Keywords

1 Introduction

Humour remains one of the most thorny aspects of intercultural communication. Understanding humour often requires recognition of implicit cultural references or, especially in the case of wordplay, knowledge of word formation processes and discernment of double meanings. These issues raise the question not only of how to translate humour across cultures and languages, but also how to even recognise it in the first place. Such tasks are challenging for humans and computers alike.

The goal of the JOKER track series at the Conference and Labs of the Evaluation Forum (CLEF) is to bring together linguists, translators, and computer scientists in order to create reusable test collections for benchmarking and to explore new methods and evaluation metrics for the automatic processing of wordplay. In the 2022 edition of JOKER (see Sect. 2), we introduced pilot shared tasks for the classification, interpretation, and translation of wordplay in English and French, and made our data available for an unshared task [9].Footnote 1 For JOKER-2023, we intend to expand the set of languages in our tasks to include Spanish. We also somewhat simplify and streamline the slate of shared tasks, more closely patterning them after the high-level process used by human translators and focusing them on one type of wordplay – puns.

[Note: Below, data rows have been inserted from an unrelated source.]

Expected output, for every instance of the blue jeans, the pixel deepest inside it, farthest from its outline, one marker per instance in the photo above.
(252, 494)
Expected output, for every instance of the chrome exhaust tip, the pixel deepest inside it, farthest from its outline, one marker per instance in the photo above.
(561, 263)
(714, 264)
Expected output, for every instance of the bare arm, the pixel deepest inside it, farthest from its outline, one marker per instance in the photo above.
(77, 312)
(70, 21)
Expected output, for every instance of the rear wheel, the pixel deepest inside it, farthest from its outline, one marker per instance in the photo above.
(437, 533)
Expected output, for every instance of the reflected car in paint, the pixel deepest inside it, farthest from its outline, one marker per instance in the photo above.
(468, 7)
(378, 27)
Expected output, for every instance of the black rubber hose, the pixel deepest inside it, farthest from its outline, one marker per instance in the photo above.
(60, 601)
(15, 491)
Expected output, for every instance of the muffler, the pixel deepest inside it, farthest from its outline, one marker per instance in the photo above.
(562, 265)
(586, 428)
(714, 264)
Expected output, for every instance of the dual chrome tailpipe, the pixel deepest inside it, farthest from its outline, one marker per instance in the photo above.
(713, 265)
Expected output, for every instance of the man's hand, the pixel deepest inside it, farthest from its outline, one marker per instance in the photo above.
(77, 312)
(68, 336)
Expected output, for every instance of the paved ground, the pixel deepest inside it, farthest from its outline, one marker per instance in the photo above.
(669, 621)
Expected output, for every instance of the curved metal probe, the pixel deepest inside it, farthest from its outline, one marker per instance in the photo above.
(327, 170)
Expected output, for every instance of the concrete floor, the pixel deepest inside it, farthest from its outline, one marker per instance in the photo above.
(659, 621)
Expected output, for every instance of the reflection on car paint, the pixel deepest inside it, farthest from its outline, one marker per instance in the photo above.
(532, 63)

We choose to focus on puns because, despite recent improvements in the quality of machine translation based on machine learning, puns are often held to be untranslatable by statistical or neural approaches [1, 26, 33]. Punning jokes are a common source of data in computational humour research, in part because of their widespread availability and in part because the underlying linguistic mechanisms are well understood. However, past pun detection data sets [29, 39] are problematic because they draw their positive and negative examples from texts in different domains. In JOKER-2023 we attempt to avoid this problem by generating our negative examples by using naïve literal translations, or by slightly editing our positive examples, a technique pioneered by Unfun.me [38].

The three shared tasks of JOKER-2023 can be summarised as follows:

  1. 1.

    Detection and location of puns in English, French, and Spanish;

  2. 2.

    Interpretation of puns in English, French, and Spanish; and

  3. 3.

    Translation of puns from English to French and Spanish.

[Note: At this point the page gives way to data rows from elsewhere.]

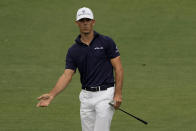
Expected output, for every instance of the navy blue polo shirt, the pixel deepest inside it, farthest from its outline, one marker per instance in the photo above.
(93, 61)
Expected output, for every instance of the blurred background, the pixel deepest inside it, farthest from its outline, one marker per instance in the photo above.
(156, 39)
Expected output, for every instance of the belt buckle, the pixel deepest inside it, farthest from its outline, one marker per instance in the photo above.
(97, 88)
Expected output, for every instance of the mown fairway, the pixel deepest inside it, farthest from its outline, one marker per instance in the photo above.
(156, 39)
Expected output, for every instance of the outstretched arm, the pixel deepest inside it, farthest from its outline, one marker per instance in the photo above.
(116, 63)
(61, 84)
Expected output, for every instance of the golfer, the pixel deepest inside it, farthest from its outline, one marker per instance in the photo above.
(95, 56)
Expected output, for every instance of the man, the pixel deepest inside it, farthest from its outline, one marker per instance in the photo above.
(95, 56)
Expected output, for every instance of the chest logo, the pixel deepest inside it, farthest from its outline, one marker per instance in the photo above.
(99, 48)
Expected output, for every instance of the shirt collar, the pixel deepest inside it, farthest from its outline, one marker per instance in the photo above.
(77, 40)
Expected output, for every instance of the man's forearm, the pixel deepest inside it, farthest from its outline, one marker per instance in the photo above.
(119, 82)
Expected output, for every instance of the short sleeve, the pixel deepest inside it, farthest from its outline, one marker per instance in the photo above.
(111, 50)
(70, 64)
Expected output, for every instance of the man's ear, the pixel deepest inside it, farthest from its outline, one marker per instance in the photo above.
(94, 22)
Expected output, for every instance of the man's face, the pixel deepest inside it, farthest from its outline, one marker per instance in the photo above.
(85, 25)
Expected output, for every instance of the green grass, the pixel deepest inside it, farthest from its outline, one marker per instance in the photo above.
(156, 39)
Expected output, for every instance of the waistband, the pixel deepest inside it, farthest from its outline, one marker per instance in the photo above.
(98, 88)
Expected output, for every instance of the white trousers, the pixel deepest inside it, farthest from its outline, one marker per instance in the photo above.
(95, 112)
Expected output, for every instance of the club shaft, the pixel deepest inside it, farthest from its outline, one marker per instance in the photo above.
(133, 116)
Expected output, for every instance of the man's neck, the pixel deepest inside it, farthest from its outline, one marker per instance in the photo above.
(87, 38)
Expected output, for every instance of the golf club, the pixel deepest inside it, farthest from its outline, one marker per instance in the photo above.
(130, 114)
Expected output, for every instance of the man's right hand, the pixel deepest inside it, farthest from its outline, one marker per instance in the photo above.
(44, 100)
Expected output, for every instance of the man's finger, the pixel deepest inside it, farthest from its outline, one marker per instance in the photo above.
(43, 97)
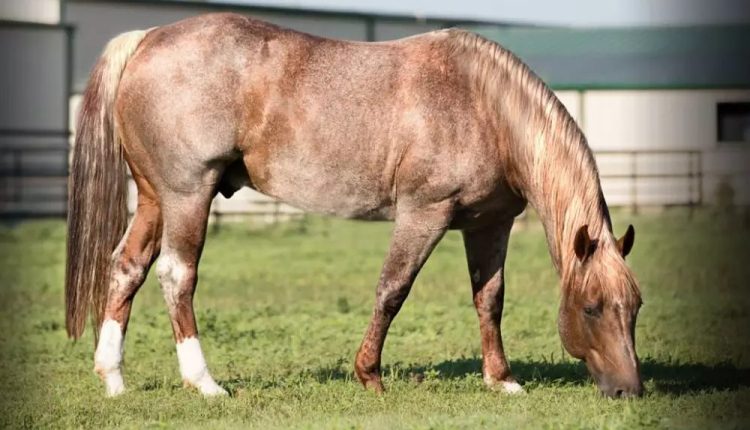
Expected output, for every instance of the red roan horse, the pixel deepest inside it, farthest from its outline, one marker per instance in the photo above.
(440, 131)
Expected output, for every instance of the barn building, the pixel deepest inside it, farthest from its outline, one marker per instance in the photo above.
(666, 110)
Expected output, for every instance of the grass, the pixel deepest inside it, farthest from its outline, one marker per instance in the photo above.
(282, 310)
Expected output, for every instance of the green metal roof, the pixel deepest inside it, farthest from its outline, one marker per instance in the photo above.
(672, 57)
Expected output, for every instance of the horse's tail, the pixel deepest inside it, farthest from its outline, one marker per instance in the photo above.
(97, 190)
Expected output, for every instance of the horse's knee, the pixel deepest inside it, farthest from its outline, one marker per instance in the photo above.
(391, 297)
(176, 278)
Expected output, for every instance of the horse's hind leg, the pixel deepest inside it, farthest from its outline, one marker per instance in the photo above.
(185, 217)
(414, 237)
(130, 263)
(485, 251)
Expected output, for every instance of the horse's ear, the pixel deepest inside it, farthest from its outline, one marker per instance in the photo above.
(625, 243)
(582, 244)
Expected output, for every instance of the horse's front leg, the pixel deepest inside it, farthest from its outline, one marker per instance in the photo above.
(414, 237)
(485, 251)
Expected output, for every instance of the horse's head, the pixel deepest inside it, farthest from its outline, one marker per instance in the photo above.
(600, 302)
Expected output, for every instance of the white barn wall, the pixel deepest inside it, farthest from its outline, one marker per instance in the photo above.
(660, 120)
(40, 11)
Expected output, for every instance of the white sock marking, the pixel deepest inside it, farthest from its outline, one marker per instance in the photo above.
(194, 369)
(108, 357)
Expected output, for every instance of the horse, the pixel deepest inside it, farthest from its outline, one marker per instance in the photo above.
(443, 130)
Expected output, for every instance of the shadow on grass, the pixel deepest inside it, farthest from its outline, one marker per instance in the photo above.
(666, 377)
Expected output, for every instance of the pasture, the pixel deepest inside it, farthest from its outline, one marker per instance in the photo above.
(282, 309)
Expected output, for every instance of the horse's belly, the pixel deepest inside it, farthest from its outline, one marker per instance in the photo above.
(324, 184)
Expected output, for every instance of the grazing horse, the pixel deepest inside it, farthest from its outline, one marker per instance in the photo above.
(444, 130)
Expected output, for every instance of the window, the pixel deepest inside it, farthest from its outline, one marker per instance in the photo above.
(734, 122)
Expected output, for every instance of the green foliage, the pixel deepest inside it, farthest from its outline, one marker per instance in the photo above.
(282, 310)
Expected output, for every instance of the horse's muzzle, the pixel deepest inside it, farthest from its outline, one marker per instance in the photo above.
(622, 389)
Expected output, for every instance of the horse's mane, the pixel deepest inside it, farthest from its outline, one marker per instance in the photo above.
(558, 171)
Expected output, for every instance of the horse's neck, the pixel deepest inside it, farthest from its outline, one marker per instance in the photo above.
(562, 184)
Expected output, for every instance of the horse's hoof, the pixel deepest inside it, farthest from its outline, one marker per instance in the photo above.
(511, 387)
(207, 387)
(376, 386)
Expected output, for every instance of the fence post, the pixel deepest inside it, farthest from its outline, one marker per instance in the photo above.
(634, 179)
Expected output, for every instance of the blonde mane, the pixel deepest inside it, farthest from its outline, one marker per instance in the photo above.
(556, 169)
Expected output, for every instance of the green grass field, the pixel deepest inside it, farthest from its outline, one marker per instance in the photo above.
(282, 310)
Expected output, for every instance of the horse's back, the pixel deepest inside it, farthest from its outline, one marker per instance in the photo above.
(352, 124)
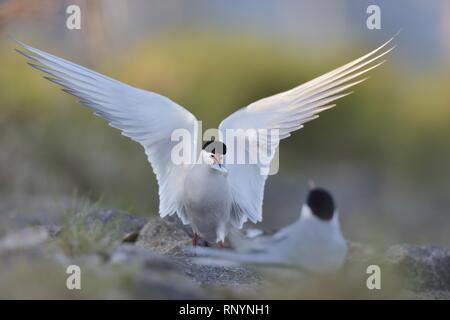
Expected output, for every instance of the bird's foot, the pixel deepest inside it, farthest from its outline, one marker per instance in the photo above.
(195, 239)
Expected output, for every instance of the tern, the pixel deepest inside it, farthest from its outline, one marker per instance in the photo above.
(313, 244)
(213, 195)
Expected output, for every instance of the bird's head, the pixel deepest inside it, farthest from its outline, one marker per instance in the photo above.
(212, 154)
(320, 203)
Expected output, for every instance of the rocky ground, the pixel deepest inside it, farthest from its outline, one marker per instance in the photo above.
(126, 256)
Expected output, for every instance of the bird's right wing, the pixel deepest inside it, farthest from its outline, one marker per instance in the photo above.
(276, 117)
(143, 116)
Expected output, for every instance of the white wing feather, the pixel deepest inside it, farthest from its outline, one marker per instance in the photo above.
(282, 114)
(146, 117)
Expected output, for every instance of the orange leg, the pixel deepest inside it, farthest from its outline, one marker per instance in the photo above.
(195, 239)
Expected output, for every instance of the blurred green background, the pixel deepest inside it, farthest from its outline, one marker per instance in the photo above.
(384, 151)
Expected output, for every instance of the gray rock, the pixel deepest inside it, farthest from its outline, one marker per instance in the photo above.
(168, 285)
(421, 268)
(163, 237)
(123, 222)
(127, 253)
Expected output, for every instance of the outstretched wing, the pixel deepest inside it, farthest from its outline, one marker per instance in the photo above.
(145, 117)
(279, 115)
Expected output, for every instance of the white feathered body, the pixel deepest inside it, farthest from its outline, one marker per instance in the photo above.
(207, 202)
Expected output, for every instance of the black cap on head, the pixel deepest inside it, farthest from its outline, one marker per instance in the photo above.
(216, 147)
(321, 203)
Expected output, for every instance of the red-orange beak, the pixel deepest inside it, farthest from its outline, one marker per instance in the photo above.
(217, 158)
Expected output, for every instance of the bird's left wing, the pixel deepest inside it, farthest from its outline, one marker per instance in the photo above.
(261, 125)
(146, 117)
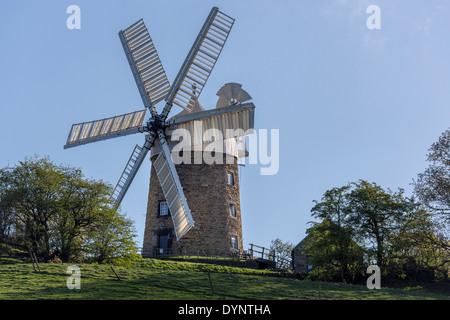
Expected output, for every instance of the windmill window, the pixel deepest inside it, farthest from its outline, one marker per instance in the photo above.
(234, 242)
(163, 208)
(232, 209)
(230, 178)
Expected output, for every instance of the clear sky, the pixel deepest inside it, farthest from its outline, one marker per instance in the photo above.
(350, 103)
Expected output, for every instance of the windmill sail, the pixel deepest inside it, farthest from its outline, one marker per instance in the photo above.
(128, 174)
(199, 62)
(238, 120)
(173, 192)
(87, 132)
(145, 64)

The unshared task of JOKER-2022 saw its data used for a pun generation task potentially aimed at improving interlocutor engagement in dialogue systems. JOKER-2023 will likewise have an unshared task that aims at attracting runs with other, possibly novel, use cases, such as pun generation or humorousness evaluation.

While JOKER-2022 proved to be challenging (with only 13% of evaluated translations being judged successful), this round’s larger data set and more constrained, interconnected tasks may present opportunities for better performance.

2 JOKER-2022: Results and Lessons Learnt

Forty-nine teams registered for JOKER-2022, 42 downloaded the data and seven submitted official runs for its shared tasks: nine for Task 1 on classification and interpretation of wordplay [10], four for Task 2 on wordplay translation in named entities [8], and six for Task 3 on pun translation [11]. One additional run was submitted for Task 1 after the deadline. Two runs were submitted for the unshared task, and new classifications were proposed by participants.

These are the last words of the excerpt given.